Ese experimento no dio los frutos que esperaba; el único en asistir fue el francés Paul Gauguin (1848-1903), a quien conoció durante sus cortas estancias en París y con quien tendría una amistad marcada por las diferencias; según la historia contada en el museo, fue en una de sus discusiones con Gauguin, en un momento de locura, cuando se cortó el lóbulo de la oreja izquierda –el portal Van Gogh Experts, por otro lado, cuenta que eruditos alemanes tienen otra hipótesis; según sus investigaciones, en realidad Gauguin se la cortó por accidente y que, para proteger a su amigo, Vincent declaró habérsela cortado él mismo–; inmediatamente, Van Gogh decidió abandonar su proyecto e ingresar a un sanatorio.
Durante ese periodo pintó varios de sus cuadros inspirados en la sencillez de la cotidianidad y en la naturaleza que reflejan su admiración por Japón: “Toda mi obra se basa, de alguna manera, en el arte Japonés” (Arlés, 15 de julio de 1888).
Solo hacia el final de su vida, Van Gogh logró algo de reconocimiento entre sus allegados y la crítica, pero murió en la pobreza y hoy está enterrado en Auvers-sur-Oise, Francia, junto a su hermano y benefactor Theo (quien falleció pocos meses después). Sin embargo, su relación con Japón trascendería en el tiempo.
Tras la muerte de los hermanos Van Gogh, Johanna Van Gogh-Bonger (1862-1925) –la viuda de Theo– se empeñó en editar y publicar la correspondencia entre ellos (Cartas a Theo, 1914, traducida más tarde al inglés por ella misma), donó varios de los 200 cuadros que heredó y organizó exposiciones para vender otros tantos; poco a poco, Van Gogh se fue haciendo famoso.

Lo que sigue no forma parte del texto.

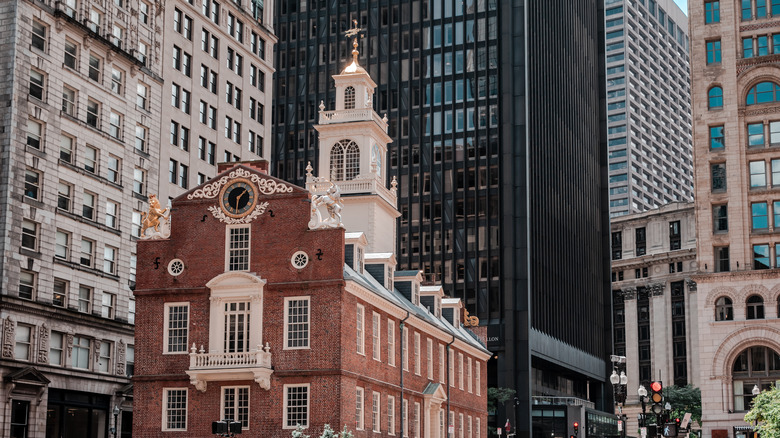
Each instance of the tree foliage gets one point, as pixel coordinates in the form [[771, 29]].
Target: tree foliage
[[498, 396], [766, 411], [684, 399]]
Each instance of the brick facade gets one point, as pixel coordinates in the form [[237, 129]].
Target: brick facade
[[331, 365]]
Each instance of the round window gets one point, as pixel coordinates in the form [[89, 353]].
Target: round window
[[175, 267], [299, 260]]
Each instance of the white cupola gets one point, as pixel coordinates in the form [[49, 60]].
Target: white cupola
[[353, 150]]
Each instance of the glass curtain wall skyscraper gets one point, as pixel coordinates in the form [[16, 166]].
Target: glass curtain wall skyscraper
[[498, 135]]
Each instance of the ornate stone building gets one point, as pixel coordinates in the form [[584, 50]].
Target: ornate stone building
[[736, 113], [266, 312], [654, 299]]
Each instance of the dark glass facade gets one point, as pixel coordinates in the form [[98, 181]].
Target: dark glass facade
[[496, 112]]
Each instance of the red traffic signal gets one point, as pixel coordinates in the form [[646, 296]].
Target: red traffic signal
[[656, 395]]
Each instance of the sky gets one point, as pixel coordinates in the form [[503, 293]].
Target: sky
[[683, 4]]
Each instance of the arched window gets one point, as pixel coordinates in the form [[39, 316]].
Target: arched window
[[763, 92], [344, 161], [716, 97], [755, 366], [755, 307], [724, 310], [349, 98]]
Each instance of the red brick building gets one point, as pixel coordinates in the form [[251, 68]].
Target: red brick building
[[257, 309]]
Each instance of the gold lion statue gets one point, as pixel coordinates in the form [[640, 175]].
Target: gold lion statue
[[152, 218]]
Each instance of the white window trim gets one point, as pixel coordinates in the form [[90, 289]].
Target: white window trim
[[390, 415], [285, 401], [376, 327], [360, 334], [376, 421], [360, 417], [227, 247], [286, 322], [417, 367], [390, 342], [166, 321], [165, 409], [222, 401]]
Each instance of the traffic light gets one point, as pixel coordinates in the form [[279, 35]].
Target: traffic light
[[657, 397]]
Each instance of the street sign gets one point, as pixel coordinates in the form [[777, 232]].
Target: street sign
[[686, 420]]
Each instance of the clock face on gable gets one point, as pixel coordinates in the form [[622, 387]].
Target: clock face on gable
[[238, 198]]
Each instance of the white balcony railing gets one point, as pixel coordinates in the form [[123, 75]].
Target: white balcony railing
[[352, 115], [204, 361], [219, 366]]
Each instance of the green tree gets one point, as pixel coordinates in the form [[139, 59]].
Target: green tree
[[498, 396], [766, 411], [684, 399]]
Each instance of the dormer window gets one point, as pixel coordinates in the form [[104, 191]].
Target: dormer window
[[349, 98], [344, 161], [237, 248]]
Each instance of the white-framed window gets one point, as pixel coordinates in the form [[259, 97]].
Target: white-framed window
[[405, 349], [29, 235], [416, 420], [390, 342], [390, 415], [417, 353], [460, 371], [238, 238], [375, 411], [235, 404], [477, 383], [112, 214], [296, 406], [60, 293], [174, 409], [85, 299], [104, 356], [80, 354], [405, 417], [109, 305], [23, 342], [360, 331], [359, 401], [430, 359], [56, 344], [176, 328], [296, 322], [237, 327], [27, 284], [109, 260], [376, 336], [32, 184], [452, 369]]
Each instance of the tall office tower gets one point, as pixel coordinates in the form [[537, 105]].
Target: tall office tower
[[81, 87], [218, 69], [736, 109], [654, 299], [499, 147], [648, 105]]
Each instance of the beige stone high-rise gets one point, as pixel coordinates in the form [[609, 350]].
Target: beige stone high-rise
[[87, 92], [736, 111]]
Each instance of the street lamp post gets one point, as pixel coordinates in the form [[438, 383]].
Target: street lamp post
[[116, 416], [756, 390], [619, 382]]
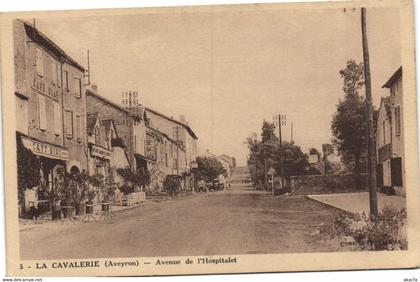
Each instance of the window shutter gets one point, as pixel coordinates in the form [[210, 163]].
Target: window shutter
[[58, 74], [396, 172], [379, 175], [38, 62], [42, 113], [57, 118], [53, 67], [78, 131], [69, 124]]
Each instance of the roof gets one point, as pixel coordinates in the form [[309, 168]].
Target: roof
[[393, 78], [40, 38], [115, 105], [164, 135], [387, 103], [91, 122], [108, 123], [138, 112], [187, 127]]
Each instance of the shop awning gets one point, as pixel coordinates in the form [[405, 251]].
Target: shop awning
[[100, 152], [144, 158], [45, 149]]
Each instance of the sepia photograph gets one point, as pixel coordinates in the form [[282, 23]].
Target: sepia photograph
[[149, 139]]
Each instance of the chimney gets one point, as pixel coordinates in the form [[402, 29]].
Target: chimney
[[94, 87]]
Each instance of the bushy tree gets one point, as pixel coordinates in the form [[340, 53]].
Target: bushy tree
[[294, 160], [266, 153], [349, 122], [208, 168]]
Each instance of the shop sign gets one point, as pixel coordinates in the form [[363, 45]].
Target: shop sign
[[45, 149], [40, 86], [101, 152]]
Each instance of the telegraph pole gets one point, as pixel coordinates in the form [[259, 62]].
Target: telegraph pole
[[281, 122], [291, 132], [373, 200]]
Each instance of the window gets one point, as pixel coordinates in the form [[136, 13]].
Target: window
[[97, 136], [68, 118], [78, 87], [397, 121], [383, 132], [57, 118], [39, 64], [58, 74], [78, 130], [42, 113], [22, 124], [53, 71], [66, 80]]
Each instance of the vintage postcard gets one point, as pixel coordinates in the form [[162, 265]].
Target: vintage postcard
[[210, 139]]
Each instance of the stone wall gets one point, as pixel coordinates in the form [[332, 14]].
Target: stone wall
[[324, 184]]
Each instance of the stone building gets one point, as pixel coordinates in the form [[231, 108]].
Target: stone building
[[179, 131], [50, 102], [390, 139], [180, 148]]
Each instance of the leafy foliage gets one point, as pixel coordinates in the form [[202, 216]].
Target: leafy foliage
[[386, 231], [267, 153], [208, 168]]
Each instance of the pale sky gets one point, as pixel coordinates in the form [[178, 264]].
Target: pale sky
[[254, 64]]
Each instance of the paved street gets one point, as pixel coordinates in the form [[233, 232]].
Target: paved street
[[236, 221]]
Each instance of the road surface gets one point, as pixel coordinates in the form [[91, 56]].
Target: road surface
[[236, 221]]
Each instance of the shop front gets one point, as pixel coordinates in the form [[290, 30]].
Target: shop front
[[99, 164], [39, 164]]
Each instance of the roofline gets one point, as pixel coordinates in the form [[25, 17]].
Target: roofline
[[68, 59], [165, 135], [113, 124], [397, 74], [190, 131], [92, 93]]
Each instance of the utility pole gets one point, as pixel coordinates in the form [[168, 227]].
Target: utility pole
[[373, 200], [281, 119], [291, 132], [177, 150]]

Luego vendrían, en 1960 y 1972, la Fundación y el museo Van Gogh, respectivamente, que posicionarían al artista en el ojo internacional. Pero lo que hizo que la genialidad del artista fuera valorada, más allá de lo estético, fue la adquisición del cuadro “Vaso con quince girasoles” (1888), por parte del multimillonario japonés Yasuo Goto en 1987, que ya tenía cuadros del artista neerlandés y compró este por casi 40 millones de dólares, haciendo que todo el valor monetario de la obra de Van Gogh se elevara exponencialmente.

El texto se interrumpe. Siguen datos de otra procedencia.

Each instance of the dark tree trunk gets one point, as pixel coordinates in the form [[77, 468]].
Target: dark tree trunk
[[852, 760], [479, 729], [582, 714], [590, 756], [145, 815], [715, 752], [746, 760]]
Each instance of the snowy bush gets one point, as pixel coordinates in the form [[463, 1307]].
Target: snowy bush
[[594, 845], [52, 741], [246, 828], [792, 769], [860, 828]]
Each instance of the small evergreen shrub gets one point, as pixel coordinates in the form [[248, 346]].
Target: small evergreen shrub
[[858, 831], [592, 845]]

Hasta ese momento, la obra de Van Gogh no había llamado la atención de los coleccionistas de arte, tanto como ocurrió después de esa compra, algo que el pintor y crítico de arte español, Antonio García Villarán, califica de “golpe de suerte y gran estrategia de márketing”. Después de todo, parece que la mirada de Van Gogh puesta en Japón, un siglo atrás, no fue en vano.